Fibroblasts of Machado Joseph Disease patients reveal autophagy impairment

Bibliographic Details
Main Author: Onofre, Isabel
Publication Date: 2016
Other Authors: Mendonça, Nuno, Lopes, Sara, Nobre, Rui J., Melo, Joana Barbosa, Carreira, Isabel Marques, Januário, Cristina, Gonçalves, António Freire, Almeida, Luís Pereira de
Format: Article
Language: eng
Source: Repositórios Científicos de Acesso Aberto de Portugal (RCAAP)
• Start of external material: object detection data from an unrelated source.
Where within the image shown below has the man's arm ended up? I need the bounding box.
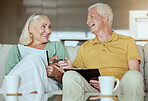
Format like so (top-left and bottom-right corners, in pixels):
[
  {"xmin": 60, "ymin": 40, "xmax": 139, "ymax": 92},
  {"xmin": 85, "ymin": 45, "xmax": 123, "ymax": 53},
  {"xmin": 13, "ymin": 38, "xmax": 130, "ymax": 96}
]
[{"xmin": 128, "ymin": 60, "xmax": 140, "ymax": 72}]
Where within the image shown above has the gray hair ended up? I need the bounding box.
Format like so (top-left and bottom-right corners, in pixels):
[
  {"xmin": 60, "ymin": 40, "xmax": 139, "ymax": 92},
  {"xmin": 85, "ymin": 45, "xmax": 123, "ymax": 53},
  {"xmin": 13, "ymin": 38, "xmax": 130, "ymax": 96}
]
[
  {"xmin": 19, "ymin": 14, "xmax": 48, "ymax": 45},
  {"xmin": 88, "ymin": 3, "xmax": 113, "ymax": 25}
]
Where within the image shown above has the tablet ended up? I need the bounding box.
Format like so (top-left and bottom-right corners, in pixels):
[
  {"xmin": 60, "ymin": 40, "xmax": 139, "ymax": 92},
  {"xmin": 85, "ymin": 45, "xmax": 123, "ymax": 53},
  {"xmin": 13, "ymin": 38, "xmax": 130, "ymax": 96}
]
[{"xmin": 64, "ymin": 68, "xmax": 100, "ymax": 82}]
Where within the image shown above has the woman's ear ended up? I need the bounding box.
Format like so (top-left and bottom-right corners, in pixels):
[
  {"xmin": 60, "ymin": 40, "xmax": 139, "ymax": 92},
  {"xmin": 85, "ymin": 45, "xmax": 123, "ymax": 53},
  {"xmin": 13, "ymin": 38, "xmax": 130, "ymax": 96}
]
[{"xmin": 103, "ymin": 14, "xmax": 109, "ymax": 22}]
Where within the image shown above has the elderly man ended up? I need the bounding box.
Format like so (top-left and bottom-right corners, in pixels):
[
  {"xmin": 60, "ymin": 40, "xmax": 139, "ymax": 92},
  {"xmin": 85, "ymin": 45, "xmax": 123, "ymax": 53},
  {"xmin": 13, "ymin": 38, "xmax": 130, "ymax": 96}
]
[{"xmin": 63, "ymin": 3, "xmax": 144, "ymax": 95}]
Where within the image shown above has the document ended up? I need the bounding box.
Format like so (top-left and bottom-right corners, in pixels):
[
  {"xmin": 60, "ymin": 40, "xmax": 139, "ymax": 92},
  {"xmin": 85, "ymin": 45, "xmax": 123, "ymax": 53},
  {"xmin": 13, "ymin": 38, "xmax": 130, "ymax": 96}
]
[
  {"xmin": 64, "ymin": 68, "xmax": 100, "ymax": 82},
  {"xmin": 18, "ymin": 44, "xmax": 49, "ymax": 66}
]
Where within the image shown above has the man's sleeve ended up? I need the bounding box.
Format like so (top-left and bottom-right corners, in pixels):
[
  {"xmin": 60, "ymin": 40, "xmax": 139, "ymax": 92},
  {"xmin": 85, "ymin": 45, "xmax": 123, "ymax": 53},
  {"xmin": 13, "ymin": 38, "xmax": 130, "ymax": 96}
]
[
  {"xmin": 127, "ymin": 38, "xmax": 141, "ymax": 63},
  {"xmin": 73, "ymin": 45, "xmax": 85, "ymax": 68}
]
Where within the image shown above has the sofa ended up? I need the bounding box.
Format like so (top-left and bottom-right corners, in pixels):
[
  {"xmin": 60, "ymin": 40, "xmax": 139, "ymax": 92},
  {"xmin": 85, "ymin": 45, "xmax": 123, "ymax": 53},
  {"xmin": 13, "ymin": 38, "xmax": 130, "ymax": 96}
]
[{"xmin": 0, "ymin": 43, "xmax": 148, "ymax": 93}]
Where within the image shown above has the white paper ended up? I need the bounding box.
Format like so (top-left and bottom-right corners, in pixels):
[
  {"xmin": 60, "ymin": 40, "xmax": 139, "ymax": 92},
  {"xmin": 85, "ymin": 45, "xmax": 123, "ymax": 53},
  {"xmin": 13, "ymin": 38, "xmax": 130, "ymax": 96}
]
[{"xmin": 18, "ymin": 44, "xmax": 49, "ymax": 66}]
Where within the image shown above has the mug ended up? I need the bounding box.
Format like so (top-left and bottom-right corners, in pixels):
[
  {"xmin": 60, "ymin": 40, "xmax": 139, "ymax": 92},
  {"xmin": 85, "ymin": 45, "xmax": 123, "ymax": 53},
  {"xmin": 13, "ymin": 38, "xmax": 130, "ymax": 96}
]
[{"xmin": 99, "ymin": 76, "xmax": 119, "ymax": 95}]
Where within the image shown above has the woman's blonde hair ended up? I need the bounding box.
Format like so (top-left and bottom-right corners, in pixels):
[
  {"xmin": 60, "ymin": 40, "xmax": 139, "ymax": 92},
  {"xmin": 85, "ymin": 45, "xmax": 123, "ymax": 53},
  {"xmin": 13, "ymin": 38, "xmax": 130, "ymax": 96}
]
[
  {"xmin": 88, "ymin": 3, "xmax": 113, "ymax": 26},
  {"xmin": 19, "ymin": 14, "xmax": 48, "ymax": 45}
]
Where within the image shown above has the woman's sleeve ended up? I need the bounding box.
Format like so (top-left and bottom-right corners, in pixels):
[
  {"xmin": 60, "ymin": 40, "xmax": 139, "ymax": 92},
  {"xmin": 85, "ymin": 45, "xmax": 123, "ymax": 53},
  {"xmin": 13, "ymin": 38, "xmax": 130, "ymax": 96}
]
[
  {"xmin": 56, "ymin": 41, "xmax": 69, "ymax": 59},
  {"xmin": 5, "ymin": 46, "xmax": 21, "ymax": 75}
]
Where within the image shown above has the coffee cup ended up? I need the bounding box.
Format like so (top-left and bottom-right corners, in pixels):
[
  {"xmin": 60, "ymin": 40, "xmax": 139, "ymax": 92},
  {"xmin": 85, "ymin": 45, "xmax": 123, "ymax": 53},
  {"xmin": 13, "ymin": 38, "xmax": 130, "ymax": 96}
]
[
  {"xmin": 99, "ymin": 76, "xmax": 119, "ymax": 95},
  {"xmin": 5, "ymin": 76, "xmax": 20, "ymax": 94}
]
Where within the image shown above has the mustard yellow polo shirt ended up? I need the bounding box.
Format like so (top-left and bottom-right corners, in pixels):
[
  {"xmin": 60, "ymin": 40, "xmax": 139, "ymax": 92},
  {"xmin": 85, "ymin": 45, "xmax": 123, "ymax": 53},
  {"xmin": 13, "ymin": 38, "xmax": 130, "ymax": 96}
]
[{"xmin": 73, "ymin": 31, "xmax": 141, "ymax": 79}]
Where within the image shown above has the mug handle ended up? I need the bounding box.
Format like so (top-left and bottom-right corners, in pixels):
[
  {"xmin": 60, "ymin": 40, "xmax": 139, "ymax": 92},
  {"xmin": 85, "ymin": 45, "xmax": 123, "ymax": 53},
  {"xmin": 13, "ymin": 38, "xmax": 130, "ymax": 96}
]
[{"xmin": 113, "ymin": 79, "xmax": 119, "ymax": 92}]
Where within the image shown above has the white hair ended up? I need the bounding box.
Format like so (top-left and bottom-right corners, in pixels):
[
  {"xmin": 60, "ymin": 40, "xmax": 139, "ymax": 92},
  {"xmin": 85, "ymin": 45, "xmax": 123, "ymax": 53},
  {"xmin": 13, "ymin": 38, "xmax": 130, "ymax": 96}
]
[
  {"xmin": 88, "ymin": 3, "xmax": 113, "ymax": 25},
  {"xmin": 19, "ymin": 14, "xmax": 48, "ymax": 45}
]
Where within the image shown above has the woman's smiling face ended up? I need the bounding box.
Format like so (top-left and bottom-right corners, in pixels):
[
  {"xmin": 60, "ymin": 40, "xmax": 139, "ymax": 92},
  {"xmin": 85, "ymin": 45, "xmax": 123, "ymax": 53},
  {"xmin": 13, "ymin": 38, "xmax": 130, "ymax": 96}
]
[{"xmin": 29, "ymin": 16, "xmax": 52, "ymax": 43}]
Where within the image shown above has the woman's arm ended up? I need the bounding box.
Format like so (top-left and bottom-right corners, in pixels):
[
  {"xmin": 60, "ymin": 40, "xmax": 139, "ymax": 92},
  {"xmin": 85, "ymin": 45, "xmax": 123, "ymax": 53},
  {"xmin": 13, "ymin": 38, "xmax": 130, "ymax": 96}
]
[{"xmin": 6, "ymin": 45, "xmax": 22, "ymax": 75}]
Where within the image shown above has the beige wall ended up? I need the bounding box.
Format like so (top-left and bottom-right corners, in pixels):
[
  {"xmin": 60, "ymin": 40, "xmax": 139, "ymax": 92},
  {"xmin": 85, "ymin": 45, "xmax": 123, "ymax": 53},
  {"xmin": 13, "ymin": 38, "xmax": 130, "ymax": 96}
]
[{"xmin": 0, "ymin": 0, "xmax": 148, "ymax": 44}]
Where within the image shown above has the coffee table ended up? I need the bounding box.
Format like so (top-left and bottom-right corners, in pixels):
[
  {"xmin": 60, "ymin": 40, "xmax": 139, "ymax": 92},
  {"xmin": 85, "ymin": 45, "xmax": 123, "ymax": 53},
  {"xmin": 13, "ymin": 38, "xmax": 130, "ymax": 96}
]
[{"xmin": 0, "ymin": 91, "xmax": 148, "ymax": 101}]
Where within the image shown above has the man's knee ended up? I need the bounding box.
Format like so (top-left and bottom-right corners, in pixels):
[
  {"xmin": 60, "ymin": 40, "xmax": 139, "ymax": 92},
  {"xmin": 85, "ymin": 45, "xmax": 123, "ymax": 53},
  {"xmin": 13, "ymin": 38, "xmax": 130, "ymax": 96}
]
[
  {"xmin": 63, "ymin": 71, "xmax": 79, "ymax": 80},
  {"xmin": 123, "ymin": 70, "xmax": 143, "ymax": 85}
]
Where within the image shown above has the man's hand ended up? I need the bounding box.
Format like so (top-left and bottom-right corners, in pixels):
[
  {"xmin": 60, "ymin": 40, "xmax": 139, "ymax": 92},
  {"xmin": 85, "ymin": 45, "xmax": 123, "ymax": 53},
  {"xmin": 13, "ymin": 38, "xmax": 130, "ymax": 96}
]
[
  {"xmin": 89, "ymin": 80, "xmax": 100, "ymax": 91},
  {"xmin": 46, "ymin": 64, "xmax": 64, "ymax": 82},
  {"xmin": 58, "ymin": 58, "xmax": 73, "ymax": 69},
  {"xmin": 49, "ymin": 55, "xmax": 59, "ymax": 62}
]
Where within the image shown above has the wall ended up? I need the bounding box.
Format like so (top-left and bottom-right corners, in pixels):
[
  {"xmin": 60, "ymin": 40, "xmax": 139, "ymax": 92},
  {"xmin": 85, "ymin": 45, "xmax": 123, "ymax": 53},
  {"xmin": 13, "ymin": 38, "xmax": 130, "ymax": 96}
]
[{"xmin": 0, "ymin": 0, "xmax": 148, "ymax": 44}]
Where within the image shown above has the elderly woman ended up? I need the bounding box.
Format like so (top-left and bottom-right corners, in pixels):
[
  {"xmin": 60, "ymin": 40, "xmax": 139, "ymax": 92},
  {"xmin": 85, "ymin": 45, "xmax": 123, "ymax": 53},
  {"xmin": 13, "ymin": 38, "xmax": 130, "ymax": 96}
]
[{"xmin": 2, "ymin": 14, "xmax": 69, "ymax": 93}]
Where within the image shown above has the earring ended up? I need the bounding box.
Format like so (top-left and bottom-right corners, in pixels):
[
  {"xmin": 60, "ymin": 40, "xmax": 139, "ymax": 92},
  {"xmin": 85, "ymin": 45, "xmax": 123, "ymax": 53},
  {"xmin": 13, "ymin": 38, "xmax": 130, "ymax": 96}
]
[{"xmin": 30, "ymin": 34, "xmax": 32, "ymax": 37}]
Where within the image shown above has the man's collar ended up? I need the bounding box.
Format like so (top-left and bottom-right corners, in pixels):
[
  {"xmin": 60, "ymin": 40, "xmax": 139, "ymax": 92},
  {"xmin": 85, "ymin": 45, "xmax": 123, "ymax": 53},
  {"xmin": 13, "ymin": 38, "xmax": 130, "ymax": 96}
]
[{"xmin": 92, "ymin": 31, "xmax": 118, "ymax": 45}]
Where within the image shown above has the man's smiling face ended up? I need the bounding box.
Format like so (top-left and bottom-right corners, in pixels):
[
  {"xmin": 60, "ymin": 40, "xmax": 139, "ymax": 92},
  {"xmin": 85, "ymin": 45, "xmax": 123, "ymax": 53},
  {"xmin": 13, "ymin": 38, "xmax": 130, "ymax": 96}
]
[{"xmin": 87, "ymin": 7, "xmax": 103, "ymax": 35}]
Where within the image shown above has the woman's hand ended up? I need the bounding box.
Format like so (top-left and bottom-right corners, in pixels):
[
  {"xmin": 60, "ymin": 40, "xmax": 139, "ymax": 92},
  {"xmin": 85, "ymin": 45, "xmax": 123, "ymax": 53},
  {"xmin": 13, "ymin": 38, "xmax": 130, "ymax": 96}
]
[
  {"xmin": 46, "ymin": 64, "xmax": 64, "ymax": 82},
  {"xmin": 58, "ymin": 58, "xmax": 73, "ymax": 69},
  {"xmin": 49, "ymin": 55, "xmax": 59, "ymax": 62},
  {"xmin": 89, "ymin": 80, "xmax": 100, "ymax": 91}
]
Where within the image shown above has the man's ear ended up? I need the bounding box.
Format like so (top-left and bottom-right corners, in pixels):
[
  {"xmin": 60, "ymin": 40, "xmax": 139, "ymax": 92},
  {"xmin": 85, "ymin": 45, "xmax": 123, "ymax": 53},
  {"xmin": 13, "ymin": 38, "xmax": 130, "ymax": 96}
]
[{"xmin": 103, "ymin": 14, "xmax": 109, "ymax": 22}]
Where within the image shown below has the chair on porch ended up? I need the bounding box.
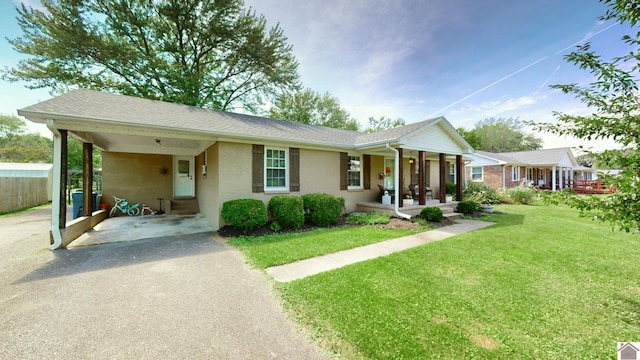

Download full: https://hdl.handle.net/10316/108907
https://doi.org/10.1038/srep28220
Summary: Machado Joseph Disease (MJD) is the most frequent autosomal dominantly inherited cerebellar ataxia caused by the over-repetition of a CAG trinucleotide in the ATXN3 gene. This expansion translates into a polyglutamine tract within the ataxin-3 protein that confers a toxic gain-of-function to the mutant protein ataxin-3, contributing to protein misfolding and intracellular accumulation of aggregates and neuronal degeneration. Autophagy impairment has been shown to be one of the mechanisms that contribute for the MJD phenotype. Here we investigated whether this phenotype was present in patient-derived fibroblasts, a common somatic cell type used in the derivation of induced pluripotent stem cells and subsequent differentiation into neurons, for in vitro disease modeling. We generated and studied adult dermal fibroblasts from 5 MJD patients and 4 healthy individuals and we found that early passage MJD fibroblasts exhibited autophagy impairment with an underlying mechanism of decreased autophagosome production. The overexpression of beclin-1 on MJD fibroblasts reverted partially autophagy impairment by increasing the autophagic flux but failed to increase the levels of autophagosome production. Overall, our results provide a well-characterized MJD fibroblast resource for neurodegenerative disease research and contribute for the understanding of mutant ataxin-3 biology and its molecular consequences.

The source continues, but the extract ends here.